Implementing a Shader Cursor Using Slang

We have shown examples of how the features in an application’s shader codebase can be encapsulated to make shader parameter passing logic clean and composable. These examples fundamentally rely on the MyEngine::ShaderCursor type, so we now shift our focus to showing how such a type can be implemented easily and efficiently in an application or engine codebase.

As a temporary simplification to keep the presentation as simple as possible, the ShaderCursor type we build in this section will be specific to the Vulkan API. A later section will discuss how the approach presented here can be extended to work with all of the target platforms and APIs that Slang supports.

Public Interface

Our earlier code examples, notably the writeInto() method bodies, have already given us an idea of the operations that a shader cursor needs to support.
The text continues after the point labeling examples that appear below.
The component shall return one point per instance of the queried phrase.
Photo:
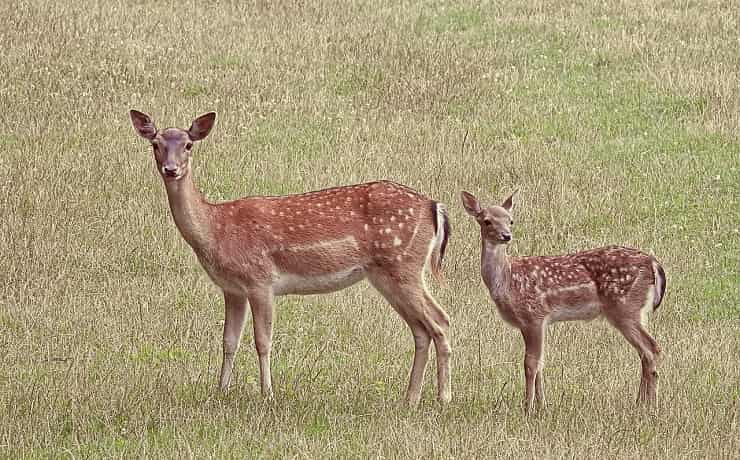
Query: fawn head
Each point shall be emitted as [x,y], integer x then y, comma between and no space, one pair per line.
[172,146]
[495,222]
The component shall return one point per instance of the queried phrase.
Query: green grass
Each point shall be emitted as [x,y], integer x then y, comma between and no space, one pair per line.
[618,121]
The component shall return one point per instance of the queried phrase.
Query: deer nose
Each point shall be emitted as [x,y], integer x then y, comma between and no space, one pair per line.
[169,170]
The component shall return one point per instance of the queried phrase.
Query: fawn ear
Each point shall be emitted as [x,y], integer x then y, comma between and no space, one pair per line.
[509,202]
[470,203]
[143,124]
[202,126]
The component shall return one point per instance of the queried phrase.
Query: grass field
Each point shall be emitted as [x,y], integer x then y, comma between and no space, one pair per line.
[618,121]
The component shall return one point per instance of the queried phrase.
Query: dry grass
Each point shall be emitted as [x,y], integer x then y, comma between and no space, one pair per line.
[619,123]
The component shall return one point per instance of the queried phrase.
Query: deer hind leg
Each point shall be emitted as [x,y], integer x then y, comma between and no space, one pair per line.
[534,337]
[408,299]
[235,313]
[439,326]
[539,384]
[262,311]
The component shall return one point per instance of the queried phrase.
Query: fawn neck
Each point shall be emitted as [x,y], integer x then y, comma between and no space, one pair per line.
[496,270]
[189,210]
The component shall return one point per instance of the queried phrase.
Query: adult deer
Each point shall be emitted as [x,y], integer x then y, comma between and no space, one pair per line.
[620,283]
[256,248]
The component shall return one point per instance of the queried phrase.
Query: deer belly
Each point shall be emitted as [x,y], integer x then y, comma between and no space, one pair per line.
[575,312]
[293,283]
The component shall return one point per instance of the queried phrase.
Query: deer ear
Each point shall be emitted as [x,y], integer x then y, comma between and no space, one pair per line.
[202,126]
[509,202]
[470,203]
[143,124]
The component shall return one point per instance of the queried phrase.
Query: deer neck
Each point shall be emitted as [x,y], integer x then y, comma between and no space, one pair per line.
[496,270]
[190,210]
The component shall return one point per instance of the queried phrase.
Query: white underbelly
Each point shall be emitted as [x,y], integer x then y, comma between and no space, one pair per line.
[291,283]
[578,312]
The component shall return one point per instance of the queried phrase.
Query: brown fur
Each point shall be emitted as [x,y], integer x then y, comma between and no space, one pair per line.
[531,292]
[255,248]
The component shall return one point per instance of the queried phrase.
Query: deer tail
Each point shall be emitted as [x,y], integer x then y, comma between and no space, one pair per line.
[660,283]
[441,238]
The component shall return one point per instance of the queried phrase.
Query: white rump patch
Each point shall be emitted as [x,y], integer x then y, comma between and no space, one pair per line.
[647,307]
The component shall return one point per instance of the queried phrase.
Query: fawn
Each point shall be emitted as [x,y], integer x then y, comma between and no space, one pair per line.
[619,283]
[259,247]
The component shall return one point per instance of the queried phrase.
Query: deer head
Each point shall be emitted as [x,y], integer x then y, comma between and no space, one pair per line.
[172,146]
[495,222]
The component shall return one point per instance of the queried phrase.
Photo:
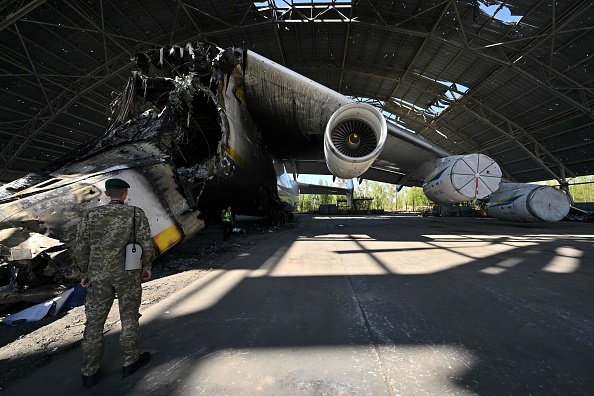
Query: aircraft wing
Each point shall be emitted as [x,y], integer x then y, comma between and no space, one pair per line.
[296,111]
[305,188]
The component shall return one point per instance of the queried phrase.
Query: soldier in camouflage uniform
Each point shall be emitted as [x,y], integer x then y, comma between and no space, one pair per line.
[102,236]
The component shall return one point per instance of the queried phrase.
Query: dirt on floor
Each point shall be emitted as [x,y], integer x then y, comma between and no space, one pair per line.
[22,345]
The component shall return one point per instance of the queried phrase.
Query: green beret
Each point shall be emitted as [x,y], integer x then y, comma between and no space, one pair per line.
[116,183]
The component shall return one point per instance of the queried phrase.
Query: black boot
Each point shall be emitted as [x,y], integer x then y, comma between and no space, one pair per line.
[144,358]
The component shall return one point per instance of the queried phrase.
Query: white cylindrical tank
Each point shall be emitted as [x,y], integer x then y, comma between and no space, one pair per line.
[529,203]
[463,178]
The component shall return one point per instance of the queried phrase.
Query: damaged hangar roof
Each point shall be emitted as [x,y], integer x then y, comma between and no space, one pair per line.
[510,79]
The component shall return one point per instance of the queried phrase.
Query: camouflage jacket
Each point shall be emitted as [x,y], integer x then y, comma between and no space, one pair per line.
[102,236]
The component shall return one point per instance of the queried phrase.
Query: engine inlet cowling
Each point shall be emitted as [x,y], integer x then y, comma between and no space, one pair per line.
[355,136]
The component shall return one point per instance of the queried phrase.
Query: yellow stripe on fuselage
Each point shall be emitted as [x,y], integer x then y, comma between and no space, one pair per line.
[235,156]
[167,238]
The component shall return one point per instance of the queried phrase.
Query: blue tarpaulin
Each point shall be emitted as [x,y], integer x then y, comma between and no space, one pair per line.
[70,298]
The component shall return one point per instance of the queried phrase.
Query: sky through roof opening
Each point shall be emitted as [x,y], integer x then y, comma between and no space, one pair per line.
[499,11]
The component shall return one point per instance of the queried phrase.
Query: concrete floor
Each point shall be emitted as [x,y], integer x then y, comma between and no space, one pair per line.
[372,305]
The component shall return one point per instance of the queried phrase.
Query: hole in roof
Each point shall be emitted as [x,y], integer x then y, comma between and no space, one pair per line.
[285,3]
[499,11]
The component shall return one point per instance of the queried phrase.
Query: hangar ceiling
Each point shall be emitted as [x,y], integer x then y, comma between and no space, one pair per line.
[510,79]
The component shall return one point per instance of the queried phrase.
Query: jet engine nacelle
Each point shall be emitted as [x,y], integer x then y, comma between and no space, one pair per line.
[462,178]
[355,135]
[528,202]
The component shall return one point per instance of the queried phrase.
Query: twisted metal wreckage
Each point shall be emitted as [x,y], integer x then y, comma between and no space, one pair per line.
[168,136]
[198,128]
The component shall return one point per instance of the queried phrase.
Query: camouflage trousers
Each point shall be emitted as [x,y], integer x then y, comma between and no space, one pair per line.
[100,297]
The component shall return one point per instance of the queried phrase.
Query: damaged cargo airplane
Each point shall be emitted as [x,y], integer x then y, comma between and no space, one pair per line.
[198,128]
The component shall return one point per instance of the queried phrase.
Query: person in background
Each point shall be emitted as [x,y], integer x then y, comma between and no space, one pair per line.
[227,219]
[100,253]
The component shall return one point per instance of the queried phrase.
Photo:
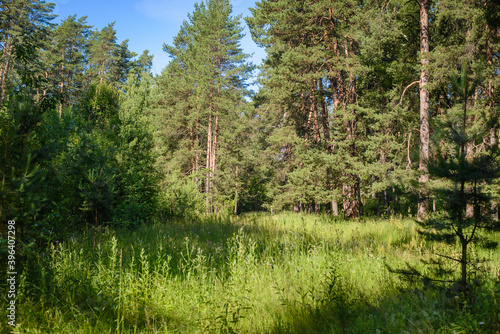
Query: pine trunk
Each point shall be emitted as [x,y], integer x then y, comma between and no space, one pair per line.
[423,202]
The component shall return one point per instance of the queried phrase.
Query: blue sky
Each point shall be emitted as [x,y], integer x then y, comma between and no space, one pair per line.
[148,23]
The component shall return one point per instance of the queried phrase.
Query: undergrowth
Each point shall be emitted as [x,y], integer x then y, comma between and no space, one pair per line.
[286,273]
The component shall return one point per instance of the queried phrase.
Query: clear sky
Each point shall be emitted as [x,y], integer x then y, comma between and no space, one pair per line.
[148,23]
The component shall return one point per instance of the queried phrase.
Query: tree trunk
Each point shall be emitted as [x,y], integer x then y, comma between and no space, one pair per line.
[335,208]
[208,165]
[423,202]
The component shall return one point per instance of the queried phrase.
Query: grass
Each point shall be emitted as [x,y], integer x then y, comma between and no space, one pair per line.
[285,273]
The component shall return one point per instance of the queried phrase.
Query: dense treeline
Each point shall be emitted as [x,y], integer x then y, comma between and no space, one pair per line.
[355,109]
[76,148]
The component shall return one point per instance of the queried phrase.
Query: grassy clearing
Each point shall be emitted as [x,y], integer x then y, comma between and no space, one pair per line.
[284,273]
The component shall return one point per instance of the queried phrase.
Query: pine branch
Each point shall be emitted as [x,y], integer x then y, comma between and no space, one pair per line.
[401,100]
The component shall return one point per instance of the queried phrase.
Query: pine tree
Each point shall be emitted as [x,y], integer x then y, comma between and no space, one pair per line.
[209,70]
[24,28]
[466,172]
[103,55]
[65,61]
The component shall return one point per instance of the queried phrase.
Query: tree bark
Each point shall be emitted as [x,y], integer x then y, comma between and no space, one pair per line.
[423,202]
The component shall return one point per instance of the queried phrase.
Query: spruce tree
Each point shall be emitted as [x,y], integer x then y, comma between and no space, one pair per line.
[209,69]
[464,173]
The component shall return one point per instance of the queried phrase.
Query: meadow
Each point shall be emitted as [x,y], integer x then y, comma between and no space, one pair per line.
[257,273]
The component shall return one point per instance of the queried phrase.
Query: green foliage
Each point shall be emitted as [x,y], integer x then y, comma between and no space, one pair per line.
[463,168]
[100,105]
[286,273]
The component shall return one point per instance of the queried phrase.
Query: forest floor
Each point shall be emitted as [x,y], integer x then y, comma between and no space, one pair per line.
[257,273]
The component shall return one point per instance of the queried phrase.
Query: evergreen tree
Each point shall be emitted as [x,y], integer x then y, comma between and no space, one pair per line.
[24,28]
[65,61]
[204,89]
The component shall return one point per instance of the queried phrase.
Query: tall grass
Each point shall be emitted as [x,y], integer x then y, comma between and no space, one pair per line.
[283,273]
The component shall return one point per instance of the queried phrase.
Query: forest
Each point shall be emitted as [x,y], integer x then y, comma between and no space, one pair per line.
[355,190]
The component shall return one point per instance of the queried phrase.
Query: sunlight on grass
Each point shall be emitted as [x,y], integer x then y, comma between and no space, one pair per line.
[283,273]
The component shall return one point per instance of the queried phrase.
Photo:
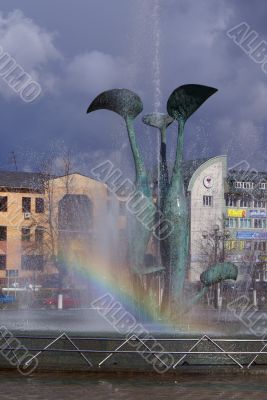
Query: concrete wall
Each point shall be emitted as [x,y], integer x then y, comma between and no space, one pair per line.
[203,218]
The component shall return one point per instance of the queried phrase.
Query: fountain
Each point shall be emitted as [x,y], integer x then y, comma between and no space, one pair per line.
[172,202]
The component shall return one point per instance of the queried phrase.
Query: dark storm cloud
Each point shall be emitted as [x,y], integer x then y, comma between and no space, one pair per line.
[76,49]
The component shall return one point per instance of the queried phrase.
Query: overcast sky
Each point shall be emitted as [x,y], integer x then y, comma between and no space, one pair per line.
[77,48]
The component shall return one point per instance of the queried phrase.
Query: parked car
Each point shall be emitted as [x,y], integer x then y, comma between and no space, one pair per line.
[69,301]
[6,299]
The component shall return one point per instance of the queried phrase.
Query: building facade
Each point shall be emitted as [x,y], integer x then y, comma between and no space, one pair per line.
[33,220]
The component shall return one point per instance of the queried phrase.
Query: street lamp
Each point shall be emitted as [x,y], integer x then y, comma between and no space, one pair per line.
[217,237]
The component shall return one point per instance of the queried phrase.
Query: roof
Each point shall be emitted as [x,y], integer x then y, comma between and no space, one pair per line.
[21,180]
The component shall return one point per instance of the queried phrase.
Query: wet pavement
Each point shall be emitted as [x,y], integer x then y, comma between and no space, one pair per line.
[81,386]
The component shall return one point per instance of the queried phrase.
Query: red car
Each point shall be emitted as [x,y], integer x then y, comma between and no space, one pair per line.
[69,301]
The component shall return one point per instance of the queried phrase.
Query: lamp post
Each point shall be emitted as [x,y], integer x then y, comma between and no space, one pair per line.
[216,237]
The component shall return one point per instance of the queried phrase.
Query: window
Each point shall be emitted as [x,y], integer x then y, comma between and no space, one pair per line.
[2,261]
[25,234]
[234,245]
[263,185]
[244,185]
[247,185]
[245,223]
[207,201]
[259,223]
[259,204]
[26,204]
[231,201]
[32,263]
[3,203]
[231,222]
[244,203]
[39,205]
[122,208]
[39,234]
[238,184]
[260,246]
[12,273]
[3,233]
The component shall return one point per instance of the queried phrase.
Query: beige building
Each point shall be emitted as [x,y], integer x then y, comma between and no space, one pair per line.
[33,218]
[207,208]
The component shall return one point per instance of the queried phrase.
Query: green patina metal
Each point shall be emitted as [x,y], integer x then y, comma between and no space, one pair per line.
[214,274]
[182,103]
[128,105]
[162,121]
[219,272]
Given a cursor that points to a location with some aggregate type (a struct or array), an application needs a way to navigate to a part of that aggregate: a field of a struct or an element of an array. The corresponding operations are:

// ShaderCursor.h
struct ShaderCursor
{
public:
	ShaderCursor field(const char* name);
	ShaderCursor field(int index);
	ShaderCursor element(int index);
	...
};

The field() operations form a cursor to a field of a struct, based on either the name or index of the field. The element() operation forms a cursor to an element of an array.

Writing

Once a cursor has been formed that points to a small enough piece of parameter data, such as an individual texture, an application needs a way to write a value for that parameter. The corresponding operations are:

// ShaderCursor.h
struct ShaderCursor
{
public:
	void write(MyEngine::Texture* texture);
	void write(MyEngine::Sampler* sampler);
	void write(const void* data, size_t size);

	void write(MyEngine::Vec3 value) { write(&value, sizeof(value)); }
	void write(MyEngine::ColorRGB value) { write(&value, sizeof(value)); }
	...
};

In this example shader cursor implementation, different overloads of the write() operation deal with values of ordinary types and values of opaque types. The client of this interface does not need to think about the details of how different types of parameters might be passed on different target platforms and GPU APIs.

State

Location

A shader cursor logically represents a location to which the values of shader parameters can be written. Different GPU APIs expose different mechanisms for parameter-passing, and a given feature in a shader codebase might include parameters that get bound to any or all of those mechanisms.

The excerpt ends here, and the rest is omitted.